The Pennywhistle Play Company
The family

Three generations of stewardship.

The stewards of the Millbrook workshop. Each has served the company for a significant portion of their adult life, and in two cases considerably longer.

Cornelius P. Whistlethwaite III
Founder & Chief Toymaker

Cornelius P. Whistlethwaite III

Cornelius inherited The Pennywhistle Play Company from his father, Cornelius Jr., who inherited it from the original Pennywhistle, Cornelius Sr., who founded the workshop in 1948 with a modest grant from the American Toymakers' Guild and a single porcelain kiln purchased at auction from a shuttered Pittsburgh doll works.

Cornelius has never missed a day of work. He still hand-finishes the teeth on every thousandth Terror Clown™ that leaves the Millbrook floor, a tradition he began in 1973 and has described, in the one interview he has granted, as 'the best part of the job.'

Ambrose Hollingsworth
President & Head of Child Welfare

Ambrose Hollingsworth

Ambrose oversees safety, quality assurance, and the Children First promise that has been the cornerstone of every Pennywhistle product since 1948. He joined the company in 1987 after a decade at the American Academy of Childhood Companionship, where he chaired the committee on Doll Adjacency Hazards.

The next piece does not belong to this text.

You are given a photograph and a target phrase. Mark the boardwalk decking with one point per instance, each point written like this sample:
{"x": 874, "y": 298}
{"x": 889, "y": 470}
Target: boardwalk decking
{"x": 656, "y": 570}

Ambrose personally reviews every customer letter received by the Millbrook office. He has read over four million to date, and maintains a hand-updated index of commendations, complaints, and miscellaneous correspondence.

Mortimer Crane
VP of Experiential Products

Mortimer Crane

Mortimer is the creative force behind the Pennywhistle Experiences line, introduced in 1973 and expanded in every decade since. His catalog of staging environments — Under-Bed Lurker, Closet Observation Post, Sewer Grate Portal, Ceiling-Wire Night Watcher, Attic Whisper, and Basement Boiler Companion — is considered foundational reading among American companion-toy designers.

Mortimer has been designing staging environments since 1962, when he was first asked to leave his childhood home. He has maintained a personal Pennywhistle Experience at each of his subsequent residences, and has published two modestly-received memoirs on the subject.

Silas Pennywhistle
Master Artisan & Keeper of the Kiln

Silas Pennywhistle

Silas is the last remaining direct descendant of the original Pennywhistle family, and the steward of the workshop's porcelain kiln room — the same room, and in large part the same equipment, that fired the first Terror Clown™ face in 1948. He oversees the enamel-finishing workshop and the Certified Toothsetter credentialing program.

Silas speaks rarely, and smiles less. He declines all interview requests. He has been photographed only twice in his career, both times reluctantly, and both times for the Pennywhistle catalog.